1. Divide the provided list into digits and letters.

2. Sort the letters excepting the identifier.

3. Return the entire list.

class Solution:
    def reorderLogFiles(self, logs: List[str]) -> List[str]:
        ordered_set = set()
        num_list = []
        new_arr = []
        result_arr = []
        # Separate letter-logs and digit-logs
        # Save indices
        arr = [item.split() for item in logs]
        for idx, elem in enumerate(arr):
            # if the log contains a digit, it's a digit-log
            if elem[1].isdigit():
                num_list.append(idx)
            # otherwise, it's a letter-log
            else:
                ordered_set.add(idx)
        # tuple: (identifier, log_content, index)
        for i in ordered_set:
            log_parts = logs[i].split(" ", 1)  # split only on the first space
            identifier = log_parts[0]
            content = log_parts[1]
            new_arr.append((identifier, content, i))

        # Sort by identifier and log content
        new_arr.sort(key=lambda x: (x[1], x[0]))  # sort primarily by content, then by identifier

        # Letter-logs ordering
        for tup in new_arr:
            result_arr.append(logs[tup[2]])

        # Digit-logs ordering
        for i in num_list:
            result_arr.append(logs[i])
        return result_arr

Better approach

class Solution:
    def reorderLogFiles(self, logs: List[str]) -> List[str]:
        letters, digits = [], []
        for log in logs:
            if log.split()[1].isdigit():
                digits.append(log)
            else:
                letters.append(log)
        letters.sort(key=lambda x: x.split()[1:], x.split()[0]))
        return letters + digits

Here's how it works:

# s = ['2 A', '1 B', '4 C', '1 A']
def func(x):
    return x.split()[1], x.split()[0]
sorted(s)        # ['1 A', '1 B', '2 A', '4 C']
s.sort(key=func) # ['1 A', '2 A', '1 B', '4 C']

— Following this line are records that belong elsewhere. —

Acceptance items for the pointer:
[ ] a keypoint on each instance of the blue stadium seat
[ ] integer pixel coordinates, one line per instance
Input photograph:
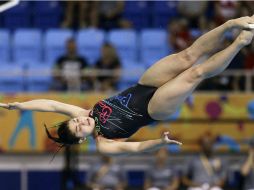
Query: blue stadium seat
(138, 13)
(89, 42)
(47, 14)
(4, 45)
(154, 45)
(55, 40)
(11, 79)
(125, 42)
(131, 73)
(19, 16)
(27, 45)
(39, 78)
(163, 12)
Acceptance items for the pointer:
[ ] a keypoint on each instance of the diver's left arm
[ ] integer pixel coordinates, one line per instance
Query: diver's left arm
(46, 105)
(116, 147)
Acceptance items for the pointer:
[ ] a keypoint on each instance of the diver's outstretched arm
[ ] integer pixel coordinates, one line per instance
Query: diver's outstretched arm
(112, 147)
(44, 105)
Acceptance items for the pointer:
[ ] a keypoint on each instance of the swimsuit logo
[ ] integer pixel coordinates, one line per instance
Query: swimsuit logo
(124, 100)
(105, 112)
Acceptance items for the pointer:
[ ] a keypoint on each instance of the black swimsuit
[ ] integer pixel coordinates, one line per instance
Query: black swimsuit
(122, 115)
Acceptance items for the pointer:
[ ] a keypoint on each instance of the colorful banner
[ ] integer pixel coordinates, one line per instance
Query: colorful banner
(227, 117)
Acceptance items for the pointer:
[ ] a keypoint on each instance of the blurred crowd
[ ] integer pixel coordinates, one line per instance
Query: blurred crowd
(203, 171)
(192, 20)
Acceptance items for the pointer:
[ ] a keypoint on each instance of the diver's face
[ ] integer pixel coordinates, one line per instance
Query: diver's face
(82, 126)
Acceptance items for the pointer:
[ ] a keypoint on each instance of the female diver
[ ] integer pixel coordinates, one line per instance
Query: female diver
(161, 89)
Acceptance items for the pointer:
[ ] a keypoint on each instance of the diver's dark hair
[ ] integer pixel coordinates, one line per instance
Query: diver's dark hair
(65, 136)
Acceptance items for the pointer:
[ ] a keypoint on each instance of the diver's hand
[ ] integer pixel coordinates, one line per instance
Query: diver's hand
(167, 140)
(10, 106)
(242, 22)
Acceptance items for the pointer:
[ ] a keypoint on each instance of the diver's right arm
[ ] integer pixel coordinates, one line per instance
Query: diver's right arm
(44, 105)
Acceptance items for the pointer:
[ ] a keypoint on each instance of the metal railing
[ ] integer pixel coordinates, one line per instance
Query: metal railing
(247, 75)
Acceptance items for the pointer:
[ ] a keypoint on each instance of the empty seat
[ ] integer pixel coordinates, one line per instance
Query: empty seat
(18, 16)
(89, 42)
(27, 45)
(39, 77)
(4, 45)
(138, 13)
(47, 14)
(55, 42)
(11, 78)
(125, 42)
(154, 45)
(163, 12)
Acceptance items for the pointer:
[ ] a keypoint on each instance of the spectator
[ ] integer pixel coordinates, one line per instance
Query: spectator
(110, 15)
(108, 61)
(81, 14)
(69, 70)
(179, 38)
(194, 11)
(225, 10)
(206, 171)
(107, 175)
(161, 174)
(247, 169)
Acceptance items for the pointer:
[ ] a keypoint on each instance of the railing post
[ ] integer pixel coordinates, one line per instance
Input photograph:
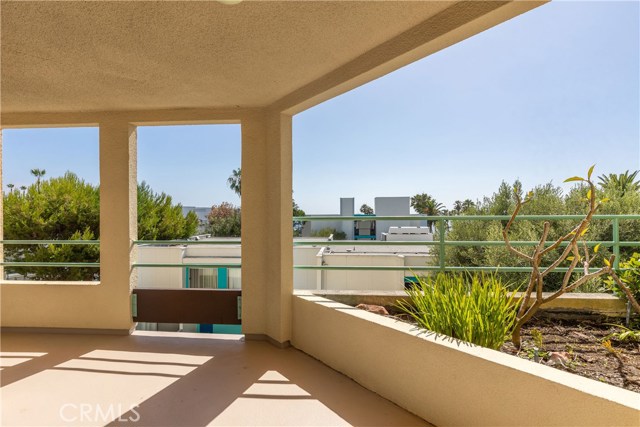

1. func is a function that takes a string x as input. This string is expected to contain words separated by spaces.

2. x.split()[1] and x.split()[0] are used to split the input string x into a list of words. [1] and [0] are the indices used to access the second word and first word in the list respectively.

3. func returns a tuple of two elements: the second word in the string, and then the first word in the string.

4. s.sort(key=func) sorts the list s in place. The key parameter is used to specify a function of one argument that is used to extract a comparison key from each element in s. In this case, it's using func as the key, meaning it's sorting the strings primarily by their second word, and then by their first word.

In other words, this code is sorting the strings in s first by the second word in each string, and then (in the case of ties) by the first word in each string.

If func returned a tuple with more than two elements, sort would continue this process, comparing the next element in the tuple only if all the previous elements were equal. This lets you sort by as many criteria as you want, simply by extending the tuple returned by your key function.